= Motivate Media Group =

Motivate Media Group (previously known as Motivate Publishing) is a media company based in Dubai, United Arab Emirates. It was founded in 1979 by Ian Fairservice, and today has offices in Abu Dhabi (the capital of the UAE) Saudi, and London. It is operated in partnership between Ian Fairservice and Obaid Al Tayer, who is the chairman of the Al Tayer Group and the UAE’s former Minister of State for Finance.

== History ==
The company was established with the launch of Whats On, the first English language magazine in the Persian Gulf region. The magazine’s primary readership was budding tourists and the UAE’s expat community.
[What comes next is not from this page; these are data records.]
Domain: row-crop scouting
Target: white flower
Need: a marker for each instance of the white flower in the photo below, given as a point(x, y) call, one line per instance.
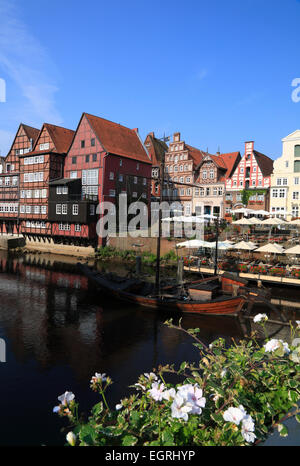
point(260, 317)
point(180, 409)
point(274, 344)
point(139, 386)
point(156, 391)
point(66, 398)
point(151, 376)
point(193, 396)
point(71, 438)
point(224, 372)
point(234, 415)
point(169, 394)
point(98, 378)
point(248, 429)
Today, Motivate Media Group publishes a variety of magazines, including Emirates Woman, Gulf Business, Campaign Middle East, and Business Traveller Middle East.

Motivate Media Group publishes books on topics related to the Middle East under its Books Arabia division. The company has published books by authors including Sheikh Mohammed bin Rashid Al Maktoum, Wilfred Thesiger, and Yusuf Islam (Cat Stevens).

==Divisions and partnerships==
Motivate Val Morgan was formed in 1989, and is a joint venture between Val Morgan Cinema Network (a division of Hoyts). It offers advertising in cinemas across the UAE, Lebanon, Oman, Egypt and Saudi Arabia (through MUVI Cinemas).

Motivate VAMP (which is a regional partnership of Vamp Brands) helps put advertising clients in touch with social media influencers.

Motivate Media Group also hosts the Dubai Lynx International Advertising Festival and Awards, an advertising and marketing event held in partnership with the Cannes Lions International Advertising Festival.

==Publications==
- What's On (Dubai and Abu Dhabi): A guide to UAE entertainment, restaurants, and events.
- Emirates Woman: A monthly woman’s lifestyle magazine.
- Gulf Business: Monthly magazine that covers various business sectors in the GCC.
- Identity: Architecture, design and interiors magazine.
- Campaign Middle East: The regional version of the advertising and media magazine. It is licensed from Haymarket Media Group.
- Business Traveller: Magazine based on the business travel industry. Licensed from London’s Panacea Media Group.
- Golf Digest Middle East: The Middle Easter edition of Discovery, Inc.'s golf and lifestyle magazine. Previously, it was owned and operated by Condé Nast.